Whether justice required the allowance of the amendment adding an additional count to the declaration was a question of fact determinable at the trial term. Morgan v. Joyce, 66 N.H. 476; Broadhurst v. Morgan,66 N.H. 480; Gage v. Gage, 66 N.H. 282, 292. The exception to the evidence admitted cannot be sustained. The rule is strictly held in this state that an offer to compromise is not to be shown on account of the tendency such a practice would have to discourage the settlement of disputes. But it is at the same time held with equal clearness that any independent admission, though made in the course of negotiations for a compromise, may be shown. Colburn v. Groton, 66 N.H. 151, 156, citing: Plummer v. Currier,52 N.H. 287, 296; Harrington v. Lincoln, 4 Gray 563, 567; Durgin v. Somers,117 Mass. 55, 61; Draper v. Hatfield, 124 Mass. 53, 56; Evans v. Smith, 5 T.B. Mon. 363.

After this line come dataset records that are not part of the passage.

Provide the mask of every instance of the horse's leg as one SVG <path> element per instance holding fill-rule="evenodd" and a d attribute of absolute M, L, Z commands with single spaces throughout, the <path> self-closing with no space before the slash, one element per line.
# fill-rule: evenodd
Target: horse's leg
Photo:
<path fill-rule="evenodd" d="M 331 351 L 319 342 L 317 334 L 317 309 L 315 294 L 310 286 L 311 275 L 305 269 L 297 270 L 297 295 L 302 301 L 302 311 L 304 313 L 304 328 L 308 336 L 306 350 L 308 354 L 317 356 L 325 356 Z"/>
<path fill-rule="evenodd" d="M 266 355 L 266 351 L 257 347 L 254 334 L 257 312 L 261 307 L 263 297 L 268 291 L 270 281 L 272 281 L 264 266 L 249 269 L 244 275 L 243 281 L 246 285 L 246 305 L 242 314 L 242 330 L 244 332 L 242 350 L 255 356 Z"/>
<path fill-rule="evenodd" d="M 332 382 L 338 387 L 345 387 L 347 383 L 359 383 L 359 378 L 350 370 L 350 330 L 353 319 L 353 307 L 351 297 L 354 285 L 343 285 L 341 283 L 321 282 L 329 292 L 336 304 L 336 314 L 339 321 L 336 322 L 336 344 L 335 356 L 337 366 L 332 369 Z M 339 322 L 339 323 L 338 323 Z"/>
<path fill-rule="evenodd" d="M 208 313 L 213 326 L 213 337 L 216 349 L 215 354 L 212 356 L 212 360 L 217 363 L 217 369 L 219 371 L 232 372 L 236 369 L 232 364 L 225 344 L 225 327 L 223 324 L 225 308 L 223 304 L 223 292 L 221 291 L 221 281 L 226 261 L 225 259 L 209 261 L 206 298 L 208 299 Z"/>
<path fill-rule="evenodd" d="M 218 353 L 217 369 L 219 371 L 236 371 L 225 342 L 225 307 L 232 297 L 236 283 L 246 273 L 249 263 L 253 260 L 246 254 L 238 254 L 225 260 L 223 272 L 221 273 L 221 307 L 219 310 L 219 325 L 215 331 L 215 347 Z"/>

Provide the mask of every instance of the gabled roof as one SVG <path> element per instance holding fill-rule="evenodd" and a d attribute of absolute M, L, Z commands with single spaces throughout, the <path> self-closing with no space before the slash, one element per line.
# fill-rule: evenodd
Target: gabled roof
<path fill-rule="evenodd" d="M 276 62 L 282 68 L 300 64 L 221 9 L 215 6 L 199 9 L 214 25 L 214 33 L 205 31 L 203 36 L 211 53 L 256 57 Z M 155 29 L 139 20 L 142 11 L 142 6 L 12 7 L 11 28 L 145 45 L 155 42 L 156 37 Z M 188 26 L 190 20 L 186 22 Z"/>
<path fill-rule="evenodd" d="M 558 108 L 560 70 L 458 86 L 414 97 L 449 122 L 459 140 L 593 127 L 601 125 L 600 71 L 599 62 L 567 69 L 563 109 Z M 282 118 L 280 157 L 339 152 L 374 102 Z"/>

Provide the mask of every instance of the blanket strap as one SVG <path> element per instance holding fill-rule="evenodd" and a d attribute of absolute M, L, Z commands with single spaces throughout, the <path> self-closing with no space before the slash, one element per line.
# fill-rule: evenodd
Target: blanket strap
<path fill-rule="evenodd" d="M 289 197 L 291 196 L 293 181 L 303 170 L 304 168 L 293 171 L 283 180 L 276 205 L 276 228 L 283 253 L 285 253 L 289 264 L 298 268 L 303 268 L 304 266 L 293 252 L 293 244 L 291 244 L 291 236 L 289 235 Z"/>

The only question in the present case appears to have been whether the statement to the evidence of which exception is taken was in fact made. It does not seem that there was any claim that the statement was made or intended as part of an offer of compromise, or was other than an independent admission, though made in the course of negotiations for compromise. The defendant's contention was that he did not make the statement at all, not that he made it under cover of an offer of compromise. The dispute upon this point was properly submitted to the jury under instructions to which there is no exception, and the jury were distinctly told, in substance, that the fact of the attempted compromise was not evidence which should influence them. If the facts were otherwise, and there had been dispute whether the statement of which evidence was introduced had been made as an independent admission of fact in the course of negotiations for settlement or was made as part of an offer of compromise, in the one case it would have been admissible, in the other, not. If, upon the evidence, it had been doubtful whether the alleged admission was intended as an independent statement of fact or not, the evidence might properly have been submitted to the jury with instructions to "ascertain the meaning of the party making it, and . . . inquire and consider what were the views and intention of the defendant in making it; that if, viewing it, in this way, they should final that it was intended by him as an admission of a fact, then it is to be considered by them as evidence; otherwise they will lay it out of the case." Colburn v. Groton,66 N.H. 151, 158; Bartlett v. Hoyt, 33 N.H. 151, 154, 165, 166; Field v. Tenney, 47 N.H. 513, 515, 521; Hall v. Brown, 58 N.H. 93, 94, 98; Carr v. Ashland, 62 N.H. 665, 668. But the question of fact upon which, in such case, the competency or otherwise of the evidence depends need not necessarily be submitted to the jury, but may be found by the court in *Page 477 
passing upon the competency of the evidence. Colburn v. Groton, supra. It is not suggested that in the present case there was any such dispute, or if there were, that there is any ground upon which the finding of fact involved in the ruling of the court admitting the testimony should be set aside as against the evidence. Colburn v. Groton, supra, 154, 160.
No error appears in the inquiry by the court of the jury, or in the direction of the general verdict (Dearborn v. Newhall, 63 N.H. 301), even if the exceptions thereto had been seasonably taken as required by the 53d Rule of Court (56 N.H. 590).
Exceptions overruled.
CHASE, J., did not sit: the others concurred.